N.D. House rejects oil tax restructuring bill

2013-03-21T00:15:00Z N.D. House rejects oil tax restructuring billBy NICK SMITH | Bismarck Tribune Bismarck Tribune

BISMARCK, N.D. - With no debate, the North Dakota House shot down a bill that would have restructured oil taxes and dropped the exemption for “stripper” wells.

Senate Bill 2336 was defeated by an 87-6 vote in the House on Thursday — a sharp reversal from the Senate’s 34-13 vote in favor of the bill late last month.

Part of the bill would have cut the exemption for stripper wells that the state Tax Department says is costing North Dakota about $50 million in annual revenue. Both parties are critical of the exemption, but no legislation so far has not been aimed at that issue alone.

Sen. Dwight Cook, R-Mandan, who crafted the tax restructuring bill, told The Associated Press he’s disappointed the bill was killed because he was trying to bring tax certainty to the oil industry and the state.

Rep. Craig Headland, R-Montpelier, told lawmakers the House Finance and Taxation Committee had given it an 11-2 “do not pass” recommendation.

Democrats said the bill would have cost North Dakotans more than $1.3 billion in the first five years.

Other House action on Thursday:

  • The House amended an anti-abortion bill in an effort to kill a three-year, $1.2 million federal sex education grant for North Dakota State University.

Fargo Rep. Bette Grande sponsored the amendment to halt NDSU’s grant, which provides funding for sex education for Fargo-area teens, with parental consent.

The amendment, which passed 57-35, would bar K-12 schools and colleges from contracting with or providing financial support to entities that perform, refer or counsel in favor of abortions.

The full Senate Bill 2368 would ban abortions after 20 weeks after fertilization except to prevent the death of the mother or prevent serious medical complications.

Physicians who perform an abortion after 20 weeks could face a Class C felony and fines. Sponsors of SB2368 are Sens. Joe Miller, R-Park River, Tom Campbell, R-Grafton, and Donald Schaible, R-Mott, and

Reps. Ben Koppelman, R-West Fargo, Diane Larson, R-Bismarck, and Karen Rohr, R-Mandan.
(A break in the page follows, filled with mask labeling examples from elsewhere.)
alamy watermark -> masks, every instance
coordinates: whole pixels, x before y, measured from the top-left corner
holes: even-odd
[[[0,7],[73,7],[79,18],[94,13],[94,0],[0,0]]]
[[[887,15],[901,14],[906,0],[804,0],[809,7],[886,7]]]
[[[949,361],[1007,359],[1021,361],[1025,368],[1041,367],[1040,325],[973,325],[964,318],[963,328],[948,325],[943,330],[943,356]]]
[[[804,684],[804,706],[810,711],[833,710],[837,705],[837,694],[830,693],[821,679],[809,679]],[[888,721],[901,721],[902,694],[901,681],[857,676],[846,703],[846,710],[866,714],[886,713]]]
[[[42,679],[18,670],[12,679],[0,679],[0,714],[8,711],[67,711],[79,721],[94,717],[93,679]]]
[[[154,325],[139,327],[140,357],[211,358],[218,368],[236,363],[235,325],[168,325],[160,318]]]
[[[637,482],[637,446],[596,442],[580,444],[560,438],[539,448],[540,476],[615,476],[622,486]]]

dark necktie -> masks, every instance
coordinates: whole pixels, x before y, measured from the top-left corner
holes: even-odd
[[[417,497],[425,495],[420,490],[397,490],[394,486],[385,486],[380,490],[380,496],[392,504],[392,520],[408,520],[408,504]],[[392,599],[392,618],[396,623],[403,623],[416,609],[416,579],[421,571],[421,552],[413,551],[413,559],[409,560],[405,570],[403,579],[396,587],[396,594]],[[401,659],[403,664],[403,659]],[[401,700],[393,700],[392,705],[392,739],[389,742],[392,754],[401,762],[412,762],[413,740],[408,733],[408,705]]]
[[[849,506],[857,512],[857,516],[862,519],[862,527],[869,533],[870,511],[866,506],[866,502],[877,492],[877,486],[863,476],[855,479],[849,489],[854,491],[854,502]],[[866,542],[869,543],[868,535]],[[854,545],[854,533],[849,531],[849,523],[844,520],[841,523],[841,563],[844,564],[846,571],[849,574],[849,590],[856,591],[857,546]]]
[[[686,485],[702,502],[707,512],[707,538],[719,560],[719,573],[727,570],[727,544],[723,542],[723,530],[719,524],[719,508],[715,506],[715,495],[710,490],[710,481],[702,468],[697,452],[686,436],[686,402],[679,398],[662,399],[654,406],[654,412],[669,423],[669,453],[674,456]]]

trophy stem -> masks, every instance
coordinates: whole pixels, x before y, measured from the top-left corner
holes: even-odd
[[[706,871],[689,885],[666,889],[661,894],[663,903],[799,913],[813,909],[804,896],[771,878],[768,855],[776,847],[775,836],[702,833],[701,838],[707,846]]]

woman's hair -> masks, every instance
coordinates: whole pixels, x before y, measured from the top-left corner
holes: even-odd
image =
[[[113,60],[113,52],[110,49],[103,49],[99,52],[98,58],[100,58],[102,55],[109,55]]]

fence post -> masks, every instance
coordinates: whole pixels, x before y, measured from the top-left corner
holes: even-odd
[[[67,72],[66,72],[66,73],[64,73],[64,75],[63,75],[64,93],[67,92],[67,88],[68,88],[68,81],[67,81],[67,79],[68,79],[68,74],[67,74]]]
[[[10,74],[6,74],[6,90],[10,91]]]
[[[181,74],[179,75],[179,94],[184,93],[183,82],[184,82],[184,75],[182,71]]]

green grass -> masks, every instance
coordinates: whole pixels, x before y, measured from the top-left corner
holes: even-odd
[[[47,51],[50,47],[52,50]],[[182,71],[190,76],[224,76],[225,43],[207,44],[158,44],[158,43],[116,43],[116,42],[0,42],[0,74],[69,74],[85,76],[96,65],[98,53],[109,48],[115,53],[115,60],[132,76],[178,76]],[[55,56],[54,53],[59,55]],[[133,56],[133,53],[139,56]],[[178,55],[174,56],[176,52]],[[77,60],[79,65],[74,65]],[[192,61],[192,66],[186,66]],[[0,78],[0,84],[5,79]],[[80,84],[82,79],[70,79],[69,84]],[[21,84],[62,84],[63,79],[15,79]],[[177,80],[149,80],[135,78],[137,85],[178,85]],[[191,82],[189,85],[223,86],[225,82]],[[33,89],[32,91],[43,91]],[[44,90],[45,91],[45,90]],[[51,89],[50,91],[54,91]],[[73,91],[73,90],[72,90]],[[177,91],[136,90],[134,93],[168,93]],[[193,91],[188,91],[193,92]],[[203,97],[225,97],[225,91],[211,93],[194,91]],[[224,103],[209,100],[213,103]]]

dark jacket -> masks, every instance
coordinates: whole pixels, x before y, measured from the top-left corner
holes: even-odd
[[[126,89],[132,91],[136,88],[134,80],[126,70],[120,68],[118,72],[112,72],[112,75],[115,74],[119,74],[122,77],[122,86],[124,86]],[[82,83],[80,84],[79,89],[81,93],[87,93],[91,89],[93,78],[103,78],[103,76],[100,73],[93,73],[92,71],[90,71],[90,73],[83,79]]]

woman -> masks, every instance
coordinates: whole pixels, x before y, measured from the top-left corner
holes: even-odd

  • House Concurrent Resolution 3003 would, if passed by voters in the 2014 general election, allow a portion of oil extraction tax revenue to be placed in the state Public Employees Retirement Stabilization Fund. HCR3003 passed by a 79-13 vote. Sponsors of HCR3003 are Reps. Jeff Delzer, R-Underwood, David Monson, R-Osnabrock, and Roscoe Streyle, R-Minot, and Sens. Stan Lyson, R-Williston, and Donald Schaible, R-Mott.
  • House Concurrent Resolution 3007, which failed 54-38, would have put a mill levy for the University of North Dakota medical school to a vote of the people.
  • House Concurrent Resolution 3011, which passed 75-17. would require any initiated ballot initiative that has a potential fiscal impact of more than $20 million be placed on the general election ballot. Provisions relating to petition signature requirements and paid petition circulators were removed in committee. Sponsors of HCR3011 are Reps. Al Carlson, R-Fargo, Jeff Delzer, R-Underwood, Bill Devlin, R-Finley, and David Monson, R-Osnabrock, and Sens. Tony Grindberg, R-Fargo, and David Hogue, R-Minot.